Jeder, der behauptet, daß die Opposition mit dem Amtsantritt von Lobo den Rückhalt in der Bevölkerung verloren hat, lügt. Das Gegenteil ist der Fall: Der Widerstand gegen das Regime geht nicht nur weiter, sondern wird nach wie vor vom größten Teil der Bevölkerung unterstützt. Zwei Ereignisse innerhalb der letzten Wochen belegen das eindrucksvoll. Am 27.Januar, dem Tag der Amtseinführung von Lobo, gingen 80000 Menschen auf die Straße, um ihre Ablehnung der Regierung zu demonstrieren. Und am 25.Februar folgte fast die gleiche Anzahl an Menschen dem Aufruf der Lehrergewerkschaft und demonstrierte in Tegucigalpa für die Einberufung einer verfassunggebenden Versammlung.
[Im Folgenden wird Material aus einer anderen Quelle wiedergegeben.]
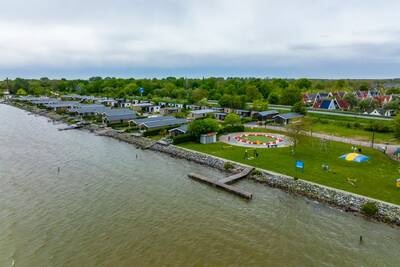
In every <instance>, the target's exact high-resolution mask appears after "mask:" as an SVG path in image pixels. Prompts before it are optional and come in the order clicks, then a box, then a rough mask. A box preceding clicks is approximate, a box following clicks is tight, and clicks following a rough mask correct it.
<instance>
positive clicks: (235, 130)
mask: <svg viewBox="0 0 400 267" xmlns="http://www.w3.org/2000/svg"><path fill="white" fill-rule="evenodd" d="M235 132H244V126H243V125H227V126H225V127H223V128H221V129H220V130H219V131H218V133H219V134H227V133H235Z"/></svg>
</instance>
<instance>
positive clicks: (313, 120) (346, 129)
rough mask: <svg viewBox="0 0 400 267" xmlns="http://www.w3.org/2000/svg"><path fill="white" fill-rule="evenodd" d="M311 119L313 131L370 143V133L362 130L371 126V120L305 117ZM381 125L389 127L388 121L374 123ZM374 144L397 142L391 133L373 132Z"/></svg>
mask: <svg viewBox="0 0 400 267" xmlns="http://www.w3.org/2000/svg"><path fill="white" fill-rule="evenodd" d="M307 116H308V117H309V118H312V119H313V131H314V132H319V133H325V134H331V135H336V136H341V137H351V138H353V139H357V140H362V141H371V139H372V132H371V131H367V130H365V129H364V128H365V127H366V126H367V125H369V124H371V122H373V120H368V119H361V118H353V117H339V116H329V115H321V114H312V113H309V114H308V115H307ZM375 123H379V124H381V125H386V126H388V127H391V124H392V122H390V121H375ZM375 142H376V143H390V144H399V141H398V140H397V139H396V138H395V137H394V134H393V132H387V133H382V132H375Z"/></svg>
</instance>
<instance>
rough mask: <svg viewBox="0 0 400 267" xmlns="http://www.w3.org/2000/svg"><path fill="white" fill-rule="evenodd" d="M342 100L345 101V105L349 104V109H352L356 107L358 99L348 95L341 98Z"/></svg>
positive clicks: (346, 94) (357, 103)
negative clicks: (345, 102)
mask: <svg viewBox="0 0 400 267" xmlns="http://www.w3.org/2000/svg"><path fill="white" fill-rule="evenodd" d="M343 100H345V101H346V102H347V103H349V105H350V109H353V108H355V107H357V105H358V99H357V97H356V96H355V95H354V94H352V93H348V94H346V95H345V96H344V97H343Z"/></svg>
Wie reagiert die Regierung?

Die Antwort auf den Widerstand ist Repression. Diese hat sich sogar verschärft, und es handelt sich nicht um Einzelfälle. Die Opposi­tionsbewegung ist mit gezielten und systematischen Menschenrechtsverletzungen durch die Regierung und deren Sicherheitsapparate konfrontiert. In nur einem Monat unter Lobo sind nachweisbar fünf politische Aktivisten ermordet worden. Außerdem wurden zwei Bauern bei anscheinend inszenierten Autounfällen getötet. Darüber hinaus haben wir etwas mehr als 200 Menschenrechtsverletzungen registriert. Die reichen von Zwangsräumungen in Gebäuden oppositioneller Organisationen über Ausbürgerungen und Festnahmen politischer Aktivisten bis zu Fällen schwerer Folter. Das von den Medien transportierte Bild eines sich normalisierenden Honduras’ ist einfach nicht wahr. Und deshalb darf es nicht hingenommen werden, daß es Länder gibt, die Honduras als demokratischen Staat anerkennen.